The Eternal Funeral Procession

By Silas Dreadmore | 2025-09-23_07-37-23

The Eternal Funeral Procession

In Hollowmere, dusk carries a rumor that the dead rise to march, and the living must chase the echo of their last goodbye. The road along the river is not a street but a string wound tightly around the town, and every evening it tightens a little more. The procession begins at the church steps, a line of robes as black as wet stone, lanterns guttering like tired stars, and a drumbeat that feels like a heartbeat you forgot you had.

I am Mara, keeper of the graveyard, a watcher who counts footsteps as if they were prayers. For ten harvests I have logged the cadence: one, two, three, a measured sigh as the first coffin wheels clack over the cobbles; then the soft murmur of mourners, the rustle of cloth, the distant toll of a bell that never forgets a name. The same faces appear each year—some bent with age, others wearing the mask of fresh sorrow—but the road grows longer, the songs more haunting, and the air more saturated with rain and memory.

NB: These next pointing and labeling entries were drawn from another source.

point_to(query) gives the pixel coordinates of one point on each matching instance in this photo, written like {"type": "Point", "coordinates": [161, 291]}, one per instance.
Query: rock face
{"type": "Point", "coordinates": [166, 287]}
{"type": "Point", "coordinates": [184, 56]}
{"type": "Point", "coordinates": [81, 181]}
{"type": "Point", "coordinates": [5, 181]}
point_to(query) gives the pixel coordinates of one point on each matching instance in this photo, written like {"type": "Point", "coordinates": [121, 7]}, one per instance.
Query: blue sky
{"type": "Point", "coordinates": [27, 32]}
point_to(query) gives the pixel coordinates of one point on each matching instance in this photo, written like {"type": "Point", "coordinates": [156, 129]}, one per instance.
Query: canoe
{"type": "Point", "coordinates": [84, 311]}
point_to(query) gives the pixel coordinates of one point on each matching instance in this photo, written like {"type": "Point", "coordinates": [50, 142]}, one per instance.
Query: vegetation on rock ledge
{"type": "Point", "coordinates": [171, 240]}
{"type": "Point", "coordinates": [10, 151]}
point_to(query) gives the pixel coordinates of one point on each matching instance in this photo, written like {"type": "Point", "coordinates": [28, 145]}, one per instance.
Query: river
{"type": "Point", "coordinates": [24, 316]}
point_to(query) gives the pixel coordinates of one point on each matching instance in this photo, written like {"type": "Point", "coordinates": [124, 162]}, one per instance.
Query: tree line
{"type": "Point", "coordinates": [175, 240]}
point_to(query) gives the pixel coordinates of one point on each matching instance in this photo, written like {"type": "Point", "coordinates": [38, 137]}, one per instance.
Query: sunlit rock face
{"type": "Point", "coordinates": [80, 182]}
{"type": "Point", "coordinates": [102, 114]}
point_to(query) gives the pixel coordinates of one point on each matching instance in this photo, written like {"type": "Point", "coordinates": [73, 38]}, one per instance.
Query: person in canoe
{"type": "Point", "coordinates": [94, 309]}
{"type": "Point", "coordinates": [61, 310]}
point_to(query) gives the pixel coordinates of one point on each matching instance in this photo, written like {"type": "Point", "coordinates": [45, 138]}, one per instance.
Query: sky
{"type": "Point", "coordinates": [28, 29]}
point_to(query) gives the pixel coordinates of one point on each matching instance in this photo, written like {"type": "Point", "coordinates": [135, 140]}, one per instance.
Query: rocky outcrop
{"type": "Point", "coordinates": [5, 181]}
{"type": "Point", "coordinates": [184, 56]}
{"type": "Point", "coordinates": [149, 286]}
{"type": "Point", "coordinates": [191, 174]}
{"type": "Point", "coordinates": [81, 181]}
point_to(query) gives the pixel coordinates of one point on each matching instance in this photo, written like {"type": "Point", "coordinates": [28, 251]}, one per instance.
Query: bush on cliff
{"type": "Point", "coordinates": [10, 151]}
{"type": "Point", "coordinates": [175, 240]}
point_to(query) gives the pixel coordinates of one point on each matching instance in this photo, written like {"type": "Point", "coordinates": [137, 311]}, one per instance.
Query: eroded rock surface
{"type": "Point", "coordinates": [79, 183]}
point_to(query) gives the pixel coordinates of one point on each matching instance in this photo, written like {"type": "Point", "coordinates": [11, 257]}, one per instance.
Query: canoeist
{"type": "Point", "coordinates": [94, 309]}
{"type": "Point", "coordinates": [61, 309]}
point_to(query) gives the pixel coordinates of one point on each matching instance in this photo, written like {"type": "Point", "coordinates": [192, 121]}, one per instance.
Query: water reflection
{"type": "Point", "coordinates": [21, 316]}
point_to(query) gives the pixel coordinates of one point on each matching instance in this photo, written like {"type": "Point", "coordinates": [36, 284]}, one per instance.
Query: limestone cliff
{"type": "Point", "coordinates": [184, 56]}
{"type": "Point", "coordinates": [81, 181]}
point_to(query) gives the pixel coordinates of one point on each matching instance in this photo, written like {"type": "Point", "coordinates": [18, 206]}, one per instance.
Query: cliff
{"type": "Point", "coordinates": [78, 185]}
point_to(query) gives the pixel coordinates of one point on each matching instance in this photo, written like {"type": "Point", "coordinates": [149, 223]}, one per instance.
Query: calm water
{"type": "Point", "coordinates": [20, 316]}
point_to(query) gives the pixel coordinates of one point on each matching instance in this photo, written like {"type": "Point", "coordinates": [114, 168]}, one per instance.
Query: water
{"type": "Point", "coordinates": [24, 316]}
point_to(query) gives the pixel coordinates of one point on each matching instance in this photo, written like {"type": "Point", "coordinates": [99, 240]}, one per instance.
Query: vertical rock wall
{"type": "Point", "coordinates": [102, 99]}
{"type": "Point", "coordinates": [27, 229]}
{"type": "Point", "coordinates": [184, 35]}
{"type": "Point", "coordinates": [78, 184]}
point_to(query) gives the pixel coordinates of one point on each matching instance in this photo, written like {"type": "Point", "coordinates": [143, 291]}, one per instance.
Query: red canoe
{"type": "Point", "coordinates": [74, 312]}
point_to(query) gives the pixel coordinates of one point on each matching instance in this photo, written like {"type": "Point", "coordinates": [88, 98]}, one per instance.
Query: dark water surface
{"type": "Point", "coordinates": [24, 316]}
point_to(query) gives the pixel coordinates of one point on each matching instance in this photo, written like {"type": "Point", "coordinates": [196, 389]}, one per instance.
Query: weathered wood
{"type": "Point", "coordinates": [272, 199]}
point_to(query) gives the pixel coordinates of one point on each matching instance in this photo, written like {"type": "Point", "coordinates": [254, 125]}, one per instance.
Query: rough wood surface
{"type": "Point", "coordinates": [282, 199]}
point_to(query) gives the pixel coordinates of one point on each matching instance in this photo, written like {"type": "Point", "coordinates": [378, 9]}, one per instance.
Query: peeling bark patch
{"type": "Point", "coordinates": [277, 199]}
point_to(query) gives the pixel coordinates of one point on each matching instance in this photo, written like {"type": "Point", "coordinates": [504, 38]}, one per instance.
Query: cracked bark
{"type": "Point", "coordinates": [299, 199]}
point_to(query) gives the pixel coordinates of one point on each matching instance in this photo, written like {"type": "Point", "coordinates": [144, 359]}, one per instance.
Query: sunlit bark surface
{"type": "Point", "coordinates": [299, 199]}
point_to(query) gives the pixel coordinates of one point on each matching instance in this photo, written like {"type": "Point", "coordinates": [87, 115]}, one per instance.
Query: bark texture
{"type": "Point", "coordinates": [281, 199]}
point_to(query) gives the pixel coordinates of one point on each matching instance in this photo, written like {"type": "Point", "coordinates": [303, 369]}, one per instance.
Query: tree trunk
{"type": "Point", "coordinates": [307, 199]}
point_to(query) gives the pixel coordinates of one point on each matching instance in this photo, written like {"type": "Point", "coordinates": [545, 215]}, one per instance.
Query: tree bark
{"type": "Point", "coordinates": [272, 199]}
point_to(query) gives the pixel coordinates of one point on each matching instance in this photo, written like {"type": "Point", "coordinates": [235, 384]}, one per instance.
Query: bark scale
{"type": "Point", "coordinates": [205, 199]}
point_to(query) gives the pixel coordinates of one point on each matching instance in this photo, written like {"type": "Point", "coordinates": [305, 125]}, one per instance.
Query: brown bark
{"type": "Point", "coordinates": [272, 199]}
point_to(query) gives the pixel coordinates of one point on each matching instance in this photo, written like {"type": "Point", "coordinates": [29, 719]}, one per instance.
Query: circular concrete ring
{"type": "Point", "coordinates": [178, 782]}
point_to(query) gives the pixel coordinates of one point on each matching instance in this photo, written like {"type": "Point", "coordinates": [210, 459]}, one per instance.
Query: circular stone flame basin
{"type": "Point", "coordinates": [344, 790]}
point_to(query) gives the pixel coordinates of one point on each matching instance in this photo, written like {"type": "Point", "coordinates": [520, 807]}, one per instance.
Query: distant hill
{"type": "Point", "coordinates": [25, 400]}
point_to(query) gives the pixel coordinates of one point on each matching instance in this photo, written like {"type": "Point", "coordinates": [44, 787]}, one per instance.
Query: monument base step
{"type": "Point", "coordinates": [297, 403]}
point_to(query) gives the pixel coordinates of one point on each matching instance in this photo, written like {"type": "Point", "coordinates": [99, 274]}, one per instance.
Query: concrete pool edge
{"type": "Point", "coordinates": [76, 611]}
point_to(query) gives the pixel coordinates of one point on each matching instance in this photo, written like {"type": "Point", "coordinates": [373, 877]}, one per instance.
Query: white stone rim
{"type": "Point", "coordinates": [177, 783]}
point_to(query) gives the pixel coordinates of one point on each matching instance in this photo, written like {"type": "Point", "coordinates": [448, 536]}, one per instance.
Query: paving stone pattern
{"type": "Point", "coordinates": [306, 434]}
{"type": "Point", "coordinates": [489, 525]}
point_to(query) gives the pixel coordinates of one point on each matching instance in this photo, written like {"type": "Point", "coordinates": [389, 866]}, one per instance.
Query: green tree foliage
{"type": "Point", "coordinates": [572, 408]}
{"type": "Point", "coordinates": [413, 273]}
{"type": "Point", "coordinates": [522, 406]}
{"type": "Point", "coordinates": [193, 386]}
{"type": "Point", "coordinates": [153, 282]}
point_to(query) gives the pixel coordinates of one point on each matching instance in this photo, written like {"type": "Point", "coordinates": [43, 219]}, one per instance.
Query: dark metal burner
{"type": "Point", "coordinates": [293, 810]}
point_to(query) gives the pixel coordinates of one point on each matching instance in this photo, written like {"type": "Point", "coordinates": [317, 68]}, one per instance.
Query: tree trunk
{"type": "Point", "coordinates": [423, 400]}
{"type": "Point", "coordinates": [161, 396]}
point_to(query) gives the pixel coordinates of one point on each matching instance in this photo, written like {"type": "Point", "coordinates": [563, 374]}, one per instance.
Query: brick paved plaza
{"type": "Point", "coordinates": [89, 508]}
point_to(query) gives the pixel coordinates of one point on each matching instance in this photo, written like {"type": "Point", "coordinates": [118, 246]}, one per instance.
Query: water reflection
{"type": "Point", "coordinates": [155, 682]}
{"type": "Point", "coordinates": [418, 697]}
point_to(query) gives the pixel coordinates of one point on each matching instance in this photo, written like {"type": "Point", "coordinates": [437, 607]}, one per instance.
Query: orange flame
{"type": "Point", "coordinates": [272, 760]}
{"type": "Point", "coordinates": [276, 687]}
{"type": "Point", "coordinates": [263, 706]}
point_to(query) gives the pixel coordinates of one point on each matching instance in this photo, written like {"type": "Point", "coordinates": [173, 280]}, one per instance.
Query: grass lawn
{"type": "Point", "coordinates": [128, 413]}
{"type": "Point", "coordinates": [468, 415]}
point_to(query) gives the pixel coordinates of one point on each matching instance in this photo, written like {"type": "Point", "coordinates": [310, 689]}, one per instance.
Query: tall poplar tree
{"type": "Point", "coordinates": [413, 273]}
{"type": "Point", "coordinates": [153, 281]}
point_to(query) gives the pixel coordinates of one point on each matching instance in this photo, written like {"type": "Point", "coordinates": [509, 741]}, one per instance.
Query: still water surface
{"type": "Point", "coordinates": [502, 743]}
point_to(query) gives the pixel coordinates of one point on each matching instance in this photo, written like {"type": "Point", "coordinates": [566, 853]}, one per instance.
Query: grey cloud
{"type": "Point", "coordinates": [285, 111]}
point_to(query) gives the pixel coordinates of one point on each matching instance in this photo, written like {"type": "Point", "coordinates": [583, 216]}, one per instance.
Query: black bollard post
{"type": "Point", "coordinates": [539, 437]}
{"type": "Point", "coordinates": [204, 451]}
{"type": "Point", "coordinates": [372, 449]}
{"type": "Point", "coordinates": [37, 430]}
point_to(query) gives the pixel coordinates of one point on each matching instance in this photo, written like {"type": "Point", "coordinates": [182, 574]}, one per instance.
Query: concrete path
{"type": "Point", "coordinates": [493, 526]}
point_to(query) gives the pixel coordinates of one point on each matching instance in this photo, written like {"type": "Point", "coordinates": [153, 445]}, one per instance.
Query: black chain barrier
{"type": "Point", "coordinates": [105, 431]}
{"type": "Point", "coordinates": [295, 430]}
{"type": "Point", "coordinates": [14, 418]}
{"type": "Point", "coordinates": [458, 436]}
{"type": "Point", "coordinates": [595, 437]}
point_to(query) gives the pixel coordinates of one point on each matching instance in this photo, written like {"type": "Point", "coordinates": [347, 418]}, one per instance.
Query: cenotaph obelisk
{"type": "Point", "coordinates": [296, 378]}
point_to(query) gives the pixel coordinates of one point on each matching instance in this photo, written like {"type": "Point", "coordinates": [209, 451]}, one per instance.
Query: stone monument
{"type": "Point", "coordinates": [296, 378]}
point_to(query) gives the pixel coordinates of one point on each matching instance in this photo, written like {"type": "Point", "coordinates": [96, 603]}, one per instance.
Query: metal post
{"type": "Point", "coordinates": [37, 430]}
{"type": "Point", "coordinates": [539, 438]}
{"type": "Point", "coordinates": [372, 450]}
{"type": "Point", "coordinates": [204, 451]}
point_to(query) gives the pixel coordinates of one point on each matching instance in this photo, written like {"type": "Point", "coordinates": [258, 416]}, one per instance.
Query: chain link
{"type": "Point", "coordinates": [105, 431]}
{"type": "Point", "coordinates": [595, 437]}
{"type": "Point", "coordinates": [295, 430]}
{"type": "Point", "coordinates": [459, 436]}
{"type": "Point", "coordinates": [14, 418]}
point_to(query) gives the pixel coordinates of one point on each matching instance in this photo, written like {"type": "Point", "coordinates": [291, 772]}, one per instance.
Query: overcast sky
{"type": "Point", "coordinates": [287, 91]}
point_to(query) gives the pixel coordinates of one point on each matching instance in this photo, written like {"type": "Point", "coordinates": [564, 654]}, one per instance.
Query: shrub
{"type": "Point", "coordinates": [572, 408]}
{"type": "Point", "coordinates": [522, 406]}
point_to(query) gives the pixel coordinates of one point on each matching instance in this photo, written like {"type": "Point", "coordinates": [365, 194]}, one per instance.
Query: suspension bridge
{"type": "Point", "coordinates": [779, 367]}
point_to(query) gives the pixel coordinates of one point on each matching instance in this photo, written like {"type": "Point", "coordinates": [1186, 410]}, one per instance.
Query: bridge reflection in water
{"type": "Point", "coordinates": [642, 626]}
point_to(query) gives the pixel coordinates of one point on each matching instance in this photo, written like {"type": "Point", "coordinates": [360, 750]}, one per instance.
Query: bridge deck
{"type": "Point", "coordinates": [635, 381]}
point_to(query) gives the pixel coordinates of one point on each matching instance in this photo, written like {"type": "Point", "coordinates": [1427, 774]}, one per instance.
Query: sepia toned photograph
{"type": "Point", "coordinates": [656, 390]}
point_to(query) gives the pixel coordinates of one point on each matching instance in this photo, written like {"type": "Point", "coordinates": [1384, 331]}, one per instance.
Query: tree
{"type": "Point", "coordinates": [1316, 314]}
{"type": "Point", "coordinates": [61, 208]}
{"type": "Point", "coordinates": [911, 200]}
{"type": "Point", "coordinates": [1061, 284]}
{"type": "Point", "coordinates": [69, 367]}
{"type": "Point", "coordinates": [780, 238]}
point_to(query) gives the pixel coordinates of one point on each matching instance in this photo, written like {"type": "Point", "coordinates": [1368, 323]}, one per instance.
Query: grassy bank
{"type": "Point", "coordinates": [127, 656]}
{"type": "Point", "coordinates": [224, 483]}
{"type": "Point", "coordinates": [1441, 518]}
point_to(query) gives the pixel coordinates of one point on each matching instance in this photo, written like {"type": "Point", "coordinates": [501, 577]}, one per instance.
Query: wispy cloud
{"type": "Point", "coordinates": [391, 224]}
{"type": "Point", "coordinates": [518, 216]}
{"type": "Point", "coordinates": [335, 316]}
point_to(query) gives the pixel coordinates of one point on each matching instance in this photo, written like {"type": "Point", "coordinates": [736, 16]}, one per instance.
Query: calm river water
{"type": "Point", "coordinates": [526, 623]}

There is a ritual to it, a logic that makes a kind of sense in a town where grief is a weather system. The living step out to honor the dead, and the dead march to honor the living who still pretend they can live without their losses. The processional march goes in circles, a river that refuses to drain, looping back to the church as midnight coughs its last breath. If you listen closely, the wheels sound almost like lungs filling with cold air; if you watch too long, you start to forget where you began and where you belong.

“They tell you the dead sleep, but the living wake to carry their memories.”

One night, a pale lantern bobbed at the rear of the line, carried by a figure I did not recognize—the kind of presence that makes you want to look away and cannot. The crowd did not part for it; it moved with us, as if it had always been inside the line, as if time itself were a seam that had been sewn shut and then stubbornly ripped open again. The procession widened and narrowed like a pulse, and the lake at the town’s edge reflected not faces but futures, each window a door into what might be if the pain we carry ever let us put it down.

We reached the old mill road, where the air tasted of iron and rain, and the Conductor appeared—a man in a cloak stitched with ribbons of every funeral that ever mattered here. He did not shout; he spoke in the language of weathered stone and agreed-upon silence. “We are here because you refuse to let go,” he said, eyes bright behind his veil. “Tell me the truth you’ve buried, and the march ends.”

I thought of my sister, lost to a winter that came too soon, and of the letters I never sent, the apologies I never spoke aloud. With a breath that tasted like ink and rain, I spoke the name I kept hidden from the world. The air trembled; the drums faltered; the lanterns steadied, then dimmed, and the road opened a little where it had always closed too tightly. The procession did not end in triumph but in a quiet surrender, a release that felt like frost turning to dew.

We walked on, but the road was new that night, as if the town had exhaled a sigh it had been holding forever. The eternal march did not vanish; it transformed—into a slower, gentler cadence that allows both the living and the dead to breathe. And somewhere beyond the church bells, a fresh refrain began—an invitation to walk a while longer, together, until memory and mercy find their balance at last.